Perhaps the core component of any master data management system is identity resolution. Identity resolution methods process a collection of records to find groups of records that are presumed to represent the same real-world entity despite data variations (such as misspellings, miskeyed data or incorrect values). The simplest form of identity resolution links records that share the exact same corresponding values for selected identifying attributes (such as last name, first name and Social Security Number for individuals). This approach will find some duplicate records, but not all of them. It's not sophisticated enough to find record pairs that represent the same entity but whose values do not exactly match across all identifying attributes.
More complex methods of linkage take the variation into account. These methods use similarity scoring to compare record pairs to see if their values are close enough to deem them as a match. The naive approach to matching the records in data set A to data set B would require that each record in data set A be compared with every record in data set B. In most cases this would incur a significant amount of computation. For example, if data set A has 500,000 records and data set B has 4,000,000 records, the matching analysis would require 2,000,000,000,000 comparisons (2 trillion!).
To address this, those who develop matching applications have traditionally sought to limit the total number of record-to-record comparisons performed. They do this by blocking the data into smaller sets of records with a higher likelihood of matching. Blocking is generally done by selecting a combination of data element values that are likely to be shared among records that represent the same entity and then grouping the records that share those values into subsets. An example of a blocking key would be the first three characters of a last name field concatenated with the first three digits of the ZIP code. All records sharing that same key would be grouped together, and only those records that were in the same block would be compared.

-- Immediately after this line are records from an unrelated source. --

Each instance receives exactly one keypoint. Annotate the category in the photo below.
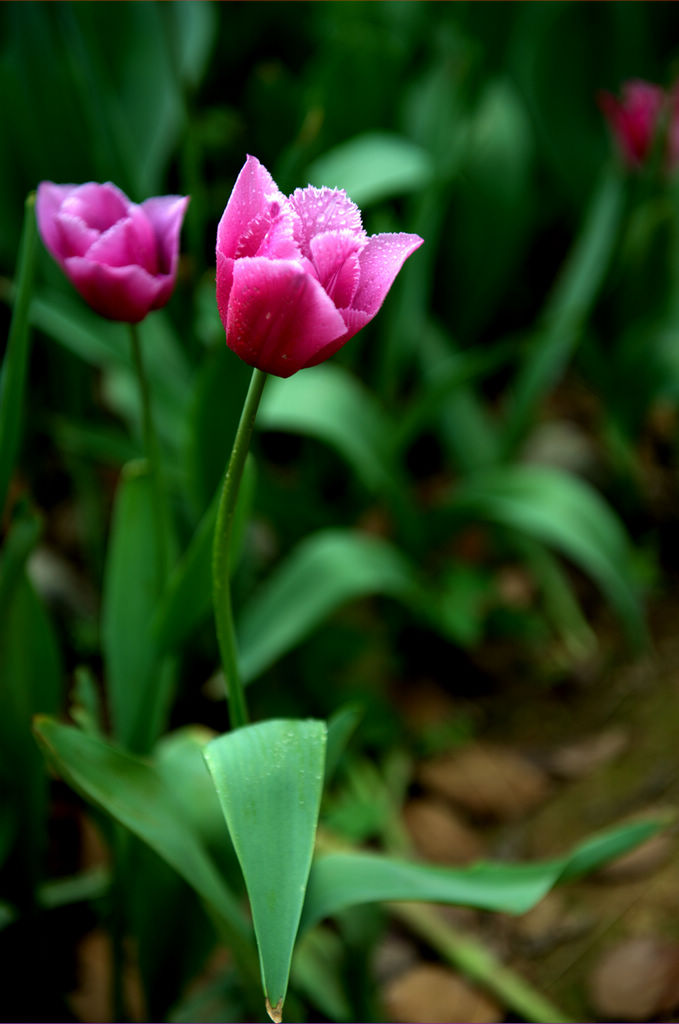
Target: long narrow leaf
(268, 778)
(342, 880)
(566, 513)
(567, 308)
(321, 574)
(132, 792)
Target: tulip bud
(635, 119)
(297, 275)
(121, 257)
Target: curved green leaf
(268, 778)
(133, 793)
(322, 573)
(566, 513)
(342, 880)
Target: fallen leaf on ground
(489, 780)
(439, 834)
(582, 757)
(636, 980)
(431, 994)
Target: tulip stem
(152, 450)
(221, 590)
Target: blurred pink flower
(121, 257)
(637, 117)
(297, 275)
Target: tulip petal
(380, 262)
(99, 206)
(323, 210)
(335, 256)
(354, 321)
(74, 237)
(129, 242)
(279, 315)
(121, 293)
(253, 194)
(48, 201)
(166, 214)
(224, 284)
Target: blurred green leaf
(341, 727)
(566, 513)
(14, 364)
(329, 403)
(373, 167)
(269, 778)
(566, 309)
(32, 678)
(138, 683)
(494, 207)
(187, 598)
(105, 345)
(133, 793)
(342, 880)
(323, 572)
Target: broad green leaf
(565, 513)
(269, 778)
(373, 167)
(325, 571)
(179, 759)
(133, 793)
(14, 365)
(328, 402)
(567, 308)
(342, 880)
(316, 971)
(138, 683)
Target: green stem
(477, 963)
(14, 367)
(221, 592)
(152, 450)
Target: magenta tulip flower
(121, 257)
(635, 119)
(297, 275)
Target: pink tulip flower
(297, 275)
(635, 120)
(121, 257)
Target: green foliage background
(508, 389)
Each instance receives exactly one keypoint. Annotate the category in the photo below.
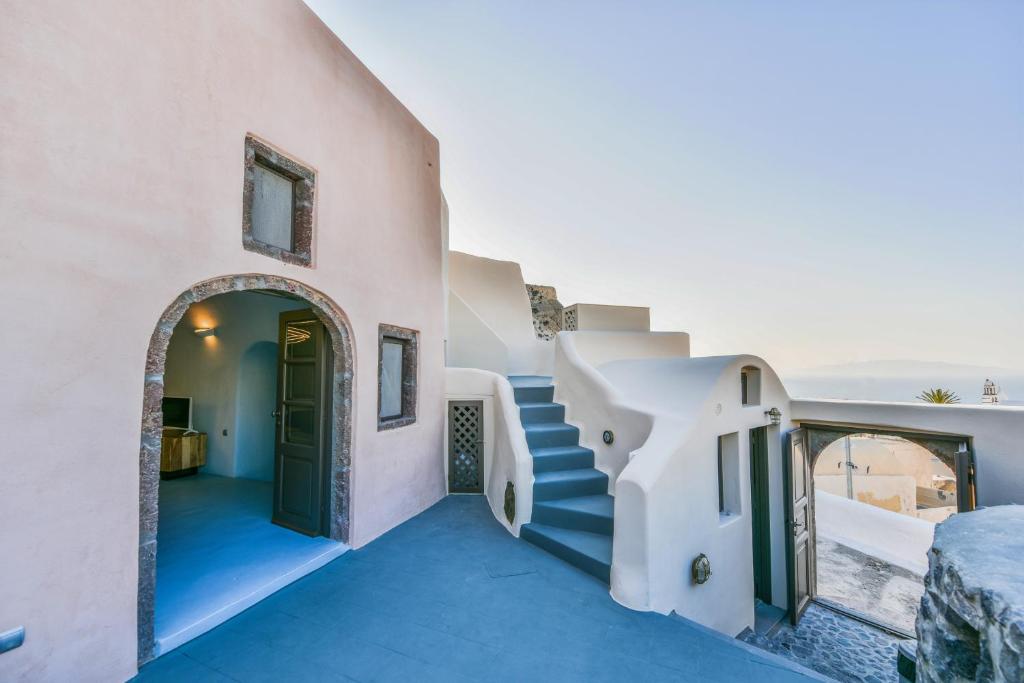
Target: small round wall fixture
(700, 569)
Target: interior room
(225, 541)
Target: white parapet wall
(891, 537)
(506, 457)
(593, 404)
(600, 317)
(996, 434)
(489, 307)
(667, 508)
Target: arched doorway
(866, 501)
(339, 333)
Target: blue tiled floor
(218, 553)
(451, 596)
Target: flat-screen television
(177, 412)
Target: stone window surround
(410, 369)
(303, 179)
(340, 334)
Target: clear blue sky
(814, 182)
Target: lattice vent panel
(466, 446)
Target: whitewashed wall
(497, 307)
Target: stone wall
(547, 310)
(971, 622)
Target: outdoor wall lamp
(700, 569)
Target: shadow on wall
(254, 424)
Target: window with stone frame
(397, 366)
(276, 205)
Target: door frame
(795, 608)
(339, 482)
(761, 513)
(955, 451)
(324, 360)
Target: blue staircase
(572, 512)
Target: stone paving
(835, 645)
(885, 592)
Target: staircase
(572, 512)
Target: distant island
(903, 381)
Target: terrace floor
(451, 596)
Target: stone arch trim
(340, 332)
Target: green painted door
(760, 514)
(298, 481)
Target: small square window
(278, 205)
(728, 475)
(397, 372)
(750, 386)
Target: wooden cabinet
(181, 454)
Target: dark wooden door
(298, 479)
(466, 446)
(800, 524)
(760, 515)
(966, 496)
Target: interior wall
(254, 403)
(231, 378)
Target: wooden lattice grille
(466, 446)
(569, 322)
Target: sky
(812, 182)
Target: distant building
(990, 392)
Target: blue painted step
(590, 552)
(534, 394)
(586, 513)
(568, 483)
(572, 515)
(561, 458)
(547, 434)
(539, 413)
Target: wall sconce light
(700, 569)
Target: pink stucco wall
(122, 128)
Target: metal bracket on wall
(11, 639)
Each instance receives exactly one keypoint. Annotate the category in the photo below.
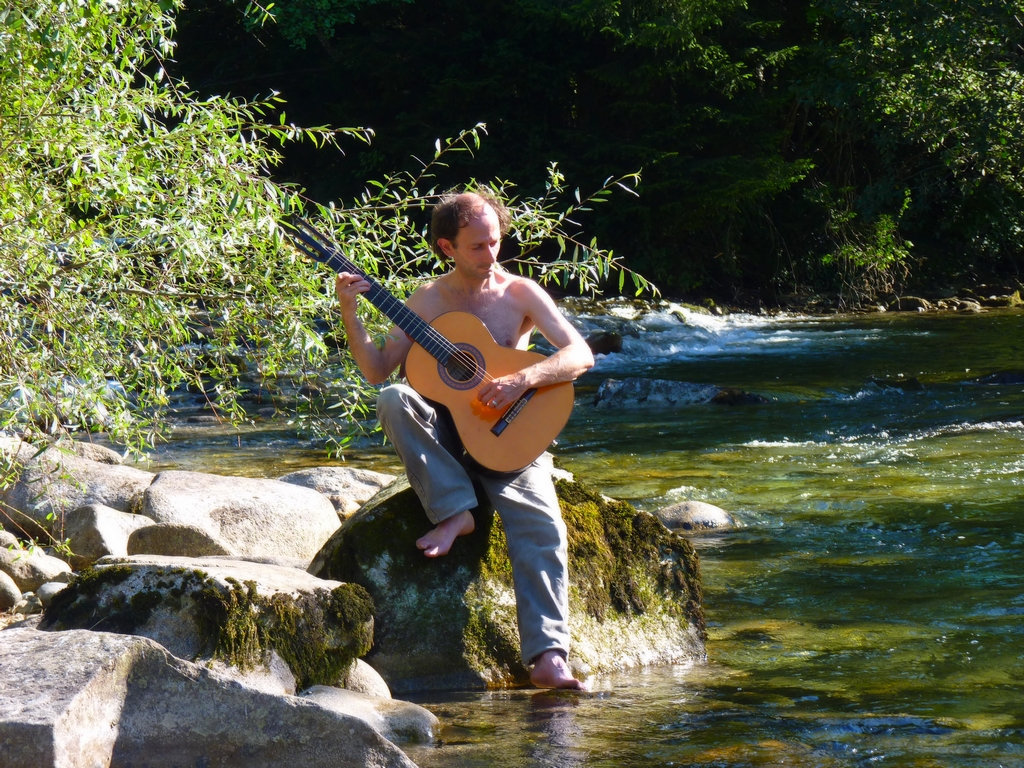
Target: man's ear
(446, 246)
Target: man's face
(474, 251)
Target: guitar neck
(315, 245)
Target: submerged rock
(450, 623)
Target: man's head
(454, 211)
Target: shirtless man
(467, 229)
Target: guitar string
(438, 341)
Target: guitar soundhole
(463, 370)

To continue our example, if we were to create 1,000 blocks of data set A (each with 500 records) and 1,000 blocks of data set B (each with 4,000 records), then each pair of corresponding blocks requires 2,000,000 comparisons. For 1,000 block pairs, this requires 2,000,000,000 (2 billion) comparisons. That's still a lot, but it's 1,000 times smaller than the naïve approach.
The complexity of big data distribution
That being said, shouldn’t a big data platform make the need for optimization moot? Many people seem to think that a Hadoop or Spark cluster (where the records are distributed and there are multiple parallel processing units) should easily be able to handle the full-scale set of comparisons. These people are misguided because they may not understand the complexity of how data distribution across a distributed file system impacts application performance. There are three potential issues:
- The need to shuffle the data. Let's say we want to distribute the computations across the set of processing units. Recall that matching each record in data set A against each record in data set B means that all the records in both sets have to be accessible by all the processors. You can break up the computation – but at some point all the records have to be broadcast, if not shuffled around, to each processor. So even if this were a reasonable alternative it would require a significant amount of data transfer, incurring a lot of latency.
- The need to reduce the results. Even if you could effectively distribute the computation, at best you would be computing partial sets of matches that would still need to be resolved against each other. In other words, you might find some sets of record matches in your isolated groups, but those matched sets would also need to be analyzed for matches with records in other isolated groups. This suggests that attempting to distribute the computation almost doesn't make sense unless you've figured out a way to maintain a running log of your equivalence classes of matched records.
- There is still a lot of computation. The example we have (500,000 and 4,000,000 records) is not even such a big example. Imagine that you had 10,000,000 records and wanted to look for duplicates – that would need 1x1014. That would tax any but the most serious massive clusters.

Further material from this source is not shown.